Karanlığa teslim edilen her çocuk ve genç, arkasından tüm toplumu karanlığa sürükleyecek. Amaçları açık, insanların karanlık dünyasında sermayenin aydınlığını yaşamak.

Emekçilerin bir kesiminin sermaye ve gericilik tarafından teslim alınmasıyla işçi sınıfının yok edileceğini sananlar nasıl yanılıyorsa, çocuklarımızın daha bebeklikten başlayarak teslim alınmasıyla insanlığın karanlığa sürükleneceğini sananlar da öyle yanılıyor. İşçi sınıfı sermaye tarafından yok edilemeyecek, Aydınlanma da işçi sınıfıyla gerçeğe kavuşacak.
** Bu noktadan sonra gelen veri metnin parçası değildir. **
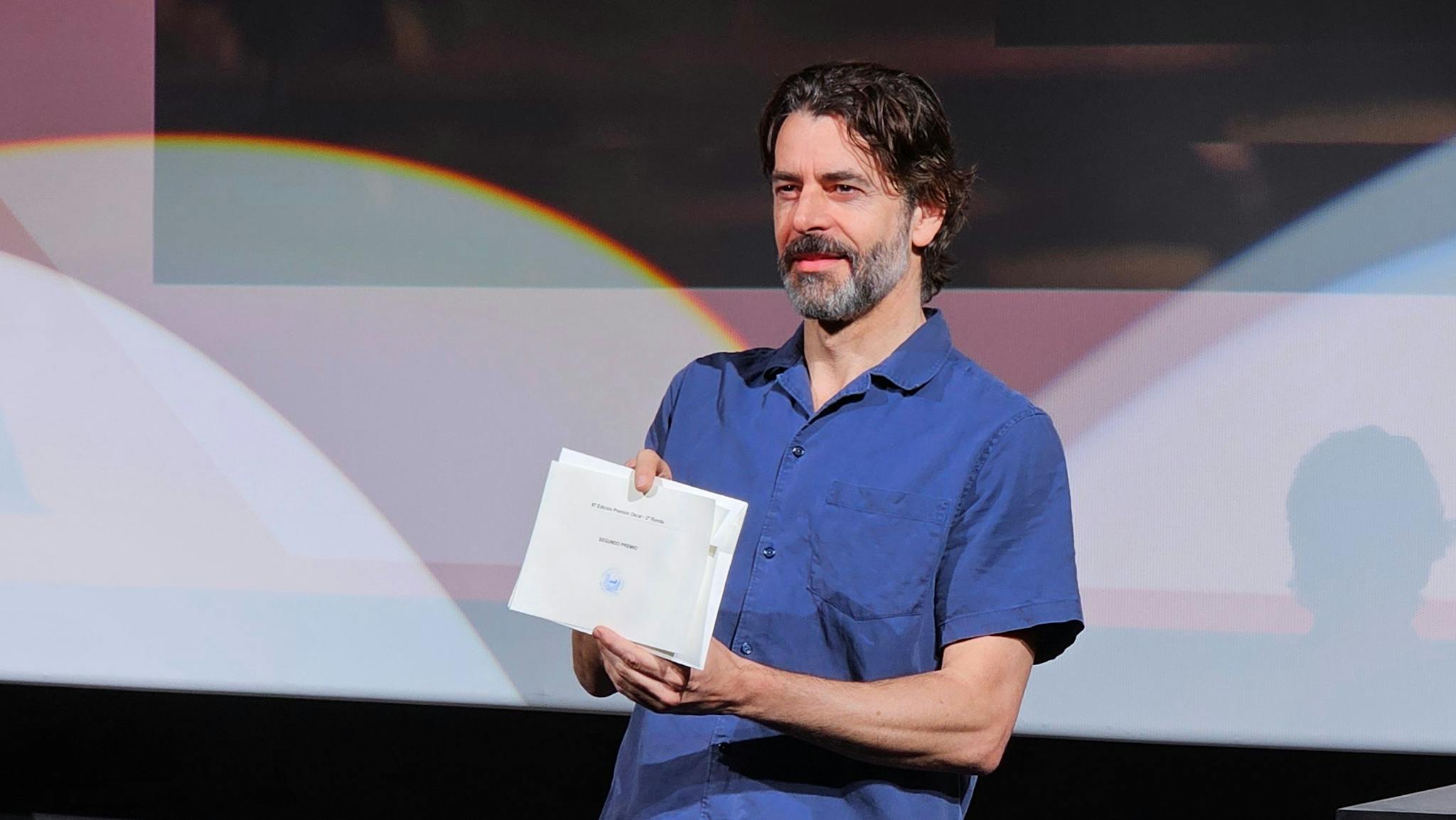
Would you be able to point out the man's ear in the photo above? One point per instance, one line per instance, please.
(925, 223)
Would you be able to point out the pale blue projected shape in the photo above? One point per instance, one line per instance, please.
(15, 497)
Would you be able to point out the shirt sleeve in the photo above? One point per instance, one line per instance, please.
(1008, 564)
(655, 438)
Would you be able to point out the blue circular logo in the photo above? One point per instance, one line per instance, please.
(611, 581)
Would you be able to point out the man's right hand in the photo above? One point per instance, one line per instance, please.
(648, 466)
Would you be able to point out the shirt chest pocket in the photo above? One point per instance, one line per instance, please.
(874, 551)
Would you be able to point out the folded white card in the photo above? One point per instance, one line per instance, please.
(651, 567)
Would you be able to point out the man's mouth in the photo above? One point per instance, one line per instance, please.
(815, 262)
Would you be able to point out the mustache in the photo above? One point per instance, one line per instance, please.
(815, 244)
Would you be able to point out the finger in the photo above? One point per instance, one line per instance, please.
(638, 686)
(646, 468)
(670, 675)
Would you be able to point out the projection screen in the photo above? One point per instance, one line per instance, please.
(276, 414)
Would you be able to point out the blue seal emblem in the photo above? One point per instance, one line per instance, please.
(611, 581)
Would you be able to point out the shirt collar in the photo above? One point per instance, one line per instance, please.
(911, 366)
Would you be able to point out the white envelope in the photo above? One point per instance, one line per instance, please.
(651, 567)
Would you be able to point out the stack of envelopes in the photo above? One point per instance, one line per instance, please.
(650, 567)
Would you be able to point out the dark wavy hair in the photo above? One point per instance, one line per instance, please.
(900, 123)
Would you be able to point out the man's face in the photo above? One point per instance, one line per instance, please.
(842, 235)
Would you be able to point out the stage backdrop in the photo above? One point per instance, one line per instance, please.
(299, 301)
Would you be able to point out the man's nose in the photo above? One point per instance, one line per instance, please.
(810, 212)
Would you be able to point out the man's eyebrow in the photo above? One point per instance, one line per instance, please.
(846, 177)
(832, 178)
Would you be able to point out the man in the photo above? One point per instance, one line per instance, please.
(907, 552)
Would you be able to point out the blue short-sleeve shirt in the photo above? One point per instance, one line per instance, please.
(925, 505)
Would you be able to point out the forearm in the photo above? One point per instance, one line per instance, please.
(922, 721)
(586, 662)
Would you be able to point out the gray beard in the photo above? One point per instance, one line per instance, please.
(871, 279)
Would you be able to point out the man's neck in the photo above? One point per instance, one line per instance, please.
(837, 355)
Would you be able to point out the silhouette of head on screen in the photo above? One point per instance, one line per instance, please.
(1366, 524)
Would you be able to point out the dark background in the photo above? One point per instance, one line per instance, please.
(156, 755)
(1121, 144)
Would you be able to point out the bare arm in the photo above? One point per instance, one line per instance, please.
(954, 718)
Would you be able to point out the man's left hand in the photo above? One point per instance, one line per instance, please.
(664, 686)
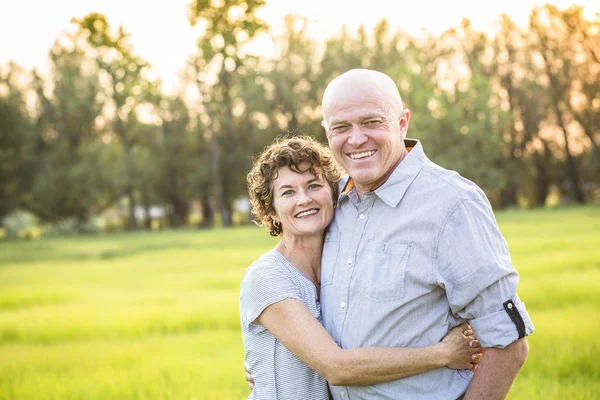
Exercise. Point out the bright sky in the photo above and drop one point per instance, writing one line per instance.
(161, 33)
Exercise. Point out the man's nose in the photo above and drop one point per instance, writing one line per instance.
(357, 137)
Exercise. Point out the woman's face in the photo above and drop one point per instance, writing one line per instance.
(303, 202)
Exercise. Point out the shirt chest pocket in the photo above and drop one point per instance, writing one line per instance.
(382, 271)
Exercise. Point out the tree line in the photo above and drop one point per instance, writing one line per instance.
(517, 110)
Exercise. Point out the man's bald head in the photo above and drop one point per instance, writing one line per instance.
(363, 84)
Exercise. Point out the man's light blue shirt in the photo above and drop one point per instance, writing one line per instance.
(410, 261)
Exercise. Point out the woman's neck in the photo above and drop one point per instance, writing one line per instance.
(304, 253)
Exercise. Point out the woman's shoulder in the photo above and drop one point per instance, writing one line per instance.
(269, 265)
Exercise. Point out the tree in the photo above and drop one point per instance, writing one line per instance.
(129, 86)
(19, 144)
(229, 25)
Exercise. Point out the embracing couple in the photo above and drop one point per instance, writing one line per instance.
(368, 293)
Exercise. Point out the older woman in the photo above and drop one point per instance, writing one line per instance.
(293, 189)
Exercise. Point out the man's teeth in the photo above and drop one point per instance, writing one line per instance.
(362, 155)
(305, 213)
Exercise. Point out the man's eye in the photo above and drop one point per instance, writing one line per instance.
(339, 128)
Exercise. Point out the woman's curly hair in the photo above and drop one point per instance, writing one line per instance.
(287, 152)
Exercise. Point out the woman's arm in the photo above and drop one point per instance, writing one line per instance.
(294, 326)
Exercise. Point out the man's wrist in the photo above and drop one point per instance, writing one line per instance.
(443, 354)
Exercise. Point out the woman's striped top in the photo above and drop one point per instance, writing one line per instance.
(277, 373)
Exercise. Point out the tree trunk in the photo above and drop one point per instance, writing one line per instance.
(572, 171)
(131, 222)
(208, 214)
(147, 206)
(542, 179)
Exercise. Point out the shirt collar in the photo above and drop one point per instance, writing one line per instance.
(392, 191)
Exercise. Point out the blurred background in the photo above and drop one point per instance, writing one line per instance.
(127, 128)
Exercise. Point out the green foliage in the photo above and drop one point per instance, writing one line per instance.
(514, 111)
(155, 315)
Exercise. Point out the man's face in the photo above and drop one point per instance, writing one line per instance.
(366, 138)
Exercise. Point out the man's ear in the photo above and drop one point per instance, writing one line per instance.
(403, 122)
(404, 119)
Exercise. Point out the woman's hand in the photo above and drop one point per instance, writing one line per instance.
(463, 349)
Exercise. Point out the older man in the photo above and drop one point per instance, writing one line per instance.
(413, 249)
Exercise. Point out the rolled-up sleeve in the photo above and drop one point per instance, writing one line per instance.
(474, 267)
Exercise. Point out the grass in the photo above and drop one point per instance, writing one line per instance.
(155, 315)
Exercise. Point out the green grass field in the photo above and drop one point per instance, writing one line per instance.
(155, 315)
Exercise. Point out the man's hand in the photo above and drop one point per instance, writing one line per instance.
(249, 378)
(497, 371)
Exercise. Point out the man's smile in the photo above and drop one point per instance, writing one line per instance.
(364, 154)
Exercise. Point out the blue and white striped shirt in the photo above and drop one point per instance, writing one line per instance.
(277, 373)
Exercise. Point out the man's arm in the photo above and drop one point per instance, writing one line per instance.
(296, 328)
(497, 371)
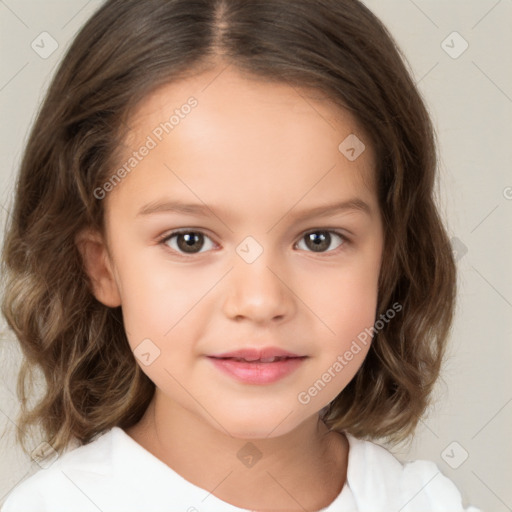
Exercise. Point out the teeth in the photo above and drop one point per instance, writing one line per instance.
(264, 360)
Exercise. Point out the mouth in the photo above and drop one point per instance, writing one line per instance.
(264, 360)
(257, 369)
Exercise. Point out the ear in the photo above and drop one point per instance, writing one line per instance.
(98, 267)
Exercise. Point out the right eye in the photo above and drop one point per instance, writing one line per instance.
(185, 241)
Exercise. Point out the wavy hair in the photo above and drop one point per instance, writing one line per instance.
(125, 51)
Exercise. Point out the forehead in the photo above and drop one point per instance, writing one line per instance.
(249, 134)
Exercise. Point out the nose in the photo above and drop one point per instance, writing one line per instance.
(259, 291)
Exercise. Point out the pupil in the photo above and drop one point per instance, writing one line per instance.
(320, 240)
(190, 240)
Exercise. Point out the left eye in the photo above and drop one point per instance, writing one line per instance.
(320, 240)
(191, 242)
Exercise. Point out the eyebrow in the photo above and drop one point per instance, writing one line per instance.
(168, 206)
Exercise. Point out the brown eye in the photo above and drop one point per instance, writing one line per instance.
(186, 242)
(320, 240)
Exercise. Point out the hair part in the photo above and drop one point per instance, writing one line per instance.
(123, 53)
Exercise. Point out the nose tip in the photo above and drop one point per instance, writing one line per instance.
(255, 291)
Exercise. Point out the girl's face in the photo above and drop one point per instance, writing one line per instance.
(265, 260)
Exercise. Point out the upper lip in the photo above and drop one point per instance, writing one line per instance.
(254, 354)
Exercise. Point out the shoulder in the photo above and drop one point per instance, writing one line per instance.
(377, 478)
(65, 481)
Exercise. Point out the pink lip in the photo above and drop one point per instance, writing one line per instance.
(255, 353)
(257, 372)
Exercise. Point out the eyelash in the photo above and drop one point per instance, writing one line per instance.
(168, 236)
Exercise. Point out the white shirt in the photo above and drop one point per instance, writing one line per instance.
(114, 473)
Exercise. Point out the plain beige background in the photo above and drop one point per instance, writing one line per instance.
(469, 92)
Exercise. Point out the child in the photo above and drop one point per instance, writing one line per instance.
(288, 141)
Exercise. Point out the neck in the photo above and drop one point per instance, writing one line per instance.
(305, 468)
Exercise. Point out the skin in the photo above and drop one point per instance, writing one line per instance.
(256, 154)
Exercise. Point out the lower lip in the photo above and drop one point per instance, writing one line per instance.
(258, 373)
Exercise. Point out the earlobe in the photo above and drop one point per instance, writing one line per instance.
(98, 267)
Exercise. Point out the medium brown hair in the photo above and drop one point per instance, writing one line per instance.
(123, 53)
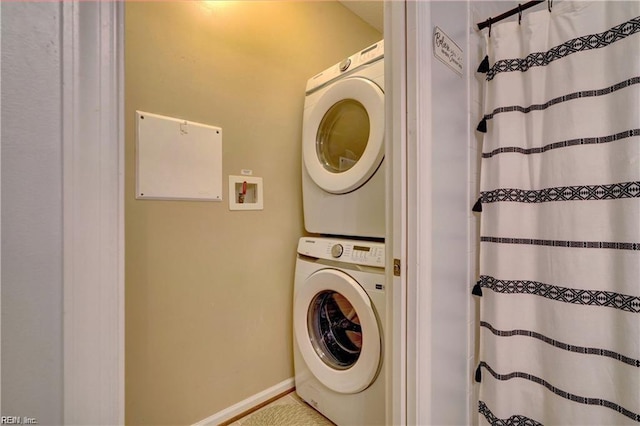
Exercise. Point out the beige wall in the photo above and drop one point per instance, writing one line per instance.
(209, 291)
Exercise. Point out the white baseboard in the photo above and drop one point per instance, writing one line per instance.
(247, 404)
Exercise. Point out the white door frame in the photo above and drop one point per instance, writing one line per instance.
(93, 155)
(93, 212)
(400, 371)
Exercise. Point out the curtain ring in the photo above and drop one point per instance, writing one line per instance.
(519, 14)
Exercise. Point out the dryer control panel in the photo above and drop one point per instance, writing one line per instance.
(348, 251)
(353, 62)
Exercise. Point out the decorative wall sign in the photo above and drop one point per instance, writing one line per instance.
(447, 51)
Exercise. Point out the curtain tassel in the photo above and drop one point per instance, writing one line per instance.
(477, 290)
(484, 65)
(477, 207)
(482, 126)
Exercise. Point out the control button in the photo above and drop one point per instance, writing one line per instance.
(344, 65)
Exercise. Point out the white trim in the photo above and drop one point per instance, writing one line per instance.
(397, 207)
(247, 404)
(419, 226)
(1, 236)
(93, 212)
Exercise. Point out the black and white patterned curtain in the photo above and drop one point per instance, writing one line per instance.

“Yığınların körü körüne kanıcılığı nedeniyle yerinde sayan”** sözde mücadeleyle ilerlenemez, sonuç alınamaz.

Piyasa ve gericilik sarmaş dolaş iken, Sovyet Devrimi’nin 100., Türkiye Cumhuriyeti’nin 94. yılındayız.           

Örgütlü mücadeleye, devrimci ahlak ve disipline inanarak; somut durumun somut analizini yapıp somut eylemlere beynini ve emeğini koyarak hedefe ulaşılacağını biliyor Türkiye Komünist Partisi ve karanlığı yenme iradesini ortaya koyuyor. Bu iki tarihsel olayı ve devamını öyküleştiren kutlamalara (28 Ekim, İzmir Fuarı Atatürk Açık Hava Tiyatrosu, 19.00) bu irade ve inançla çağırıyor halkımızı.

“Sosyalizm Aydınlanmaya Çok Yakışacak”, “Sosyalizm Cumhuriyet’e Çok Yakışacak”…

*        “Gericiliğe Karşı Aydınlanma Mücadelemiz”i anlatan “Yeni Bir Aydınlanma İçin”(Yazılama Yayınevi, 2017) kitabımızın okurlarına yine Yazılama Yayınevi tarafından yayımlanan “Evrimin Işığında” (2016) kitabını öneriyoruz.

**Lenin bu sözleri devrim için şöyle kullanıyor: “Yığınların körü körüne kanıcılığı nedeniyle yerinde sayan bir devrim, ileri götürülemez”.